European infrastructures lay the foundation for secure access to genomics data

ELIXIR has published a paper in Nature Reviews Genetics today that explores how European research infrastructures can be leveraged to facilitate transnational access to at least one million human genomes. This is building on the recently declared ‘European ‘1+ Million Genomes’ initiative’ signed by 21 European countries, which is targeted for completion by 2022. 

While the scale of the wet-lab and bioinformatics analysis for an initiative of this scope is substantial, the underlying infrastructure to store, process and access data at this scale is something that should not be considered as an afterthought. 

In the paper ‘Leveraging European infrastructures to access 1 million human genomes by 2022’, the authors detail challenges, opportunities, and recommendations around accessing whole-genome level sequencing data, as well as phenotypic and biomolecular data across country borders, without compromising on data security.  The paper also carried the voices from individuals from the Biobanking and BioMolecular resources Research Infrastructure (BBMRI-ERIC), EMBL’s European Bioinformatics Institute (EMBL-EBI) and the Global Alliance for Genomics Health (GA4GH). 
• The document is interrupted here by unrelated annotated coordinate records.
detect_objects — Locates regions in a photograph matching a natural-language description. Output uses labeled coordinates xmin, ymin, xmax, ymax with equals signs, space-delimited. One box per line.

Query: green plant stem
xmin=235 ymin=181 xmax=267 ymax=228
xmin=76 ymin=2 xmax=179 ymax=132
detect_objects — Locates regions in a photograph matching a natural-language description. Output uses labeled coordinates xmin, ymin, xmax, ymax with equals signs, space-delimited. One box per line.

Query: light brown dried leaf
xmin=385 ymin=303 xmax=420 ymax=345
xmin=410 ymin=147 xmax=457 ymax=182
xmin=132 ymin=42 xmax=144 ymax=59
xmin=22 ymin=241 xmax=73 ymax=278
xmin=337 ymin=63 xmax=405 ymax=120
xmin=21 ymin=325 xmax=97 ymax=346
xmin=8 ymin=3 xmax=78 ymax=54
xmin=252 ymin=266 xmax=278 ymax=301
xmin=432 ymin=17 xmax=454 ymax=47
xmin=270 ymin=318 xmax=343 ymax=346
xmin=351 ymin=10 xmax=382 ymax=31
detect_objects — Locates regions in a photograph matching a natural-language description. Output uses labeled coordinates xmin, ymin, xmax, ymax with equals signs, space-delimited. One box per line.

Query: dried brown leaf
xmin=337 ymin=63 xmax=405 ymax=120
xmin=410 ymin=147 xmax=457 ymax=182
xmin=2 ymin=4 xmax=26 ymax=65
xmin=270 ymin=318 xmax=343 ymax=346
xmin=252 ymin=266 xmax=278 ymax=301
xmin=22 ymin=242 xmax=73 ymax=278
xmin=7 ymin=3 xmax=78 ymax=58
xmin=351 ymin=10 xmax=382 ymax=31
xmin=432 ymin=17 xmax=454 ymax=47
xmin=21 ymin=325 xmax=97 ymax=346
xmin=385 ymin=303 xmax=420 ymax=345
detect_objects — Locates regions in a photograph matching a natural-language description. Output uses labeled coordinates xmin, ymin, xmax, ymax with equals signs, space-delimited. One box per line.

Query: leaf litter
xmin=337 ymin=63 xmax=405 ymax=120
“Thanks to technological advancements in recent years, DNA sequencing is now affordable and has many applications,'' said Gary Saunders, Human Data Coordinator at the ELIXIR Hub, and lead author of the article, “Our paper describes the challenges in storing and accessing human genomic data across national boundaries and promotes recommendations to support  the application of these data to routine clinical practice”. A list of recommendations to meet the necessary minimal infrastructure requirements to reach the goal of the Declaration is shown below (Figure 1). 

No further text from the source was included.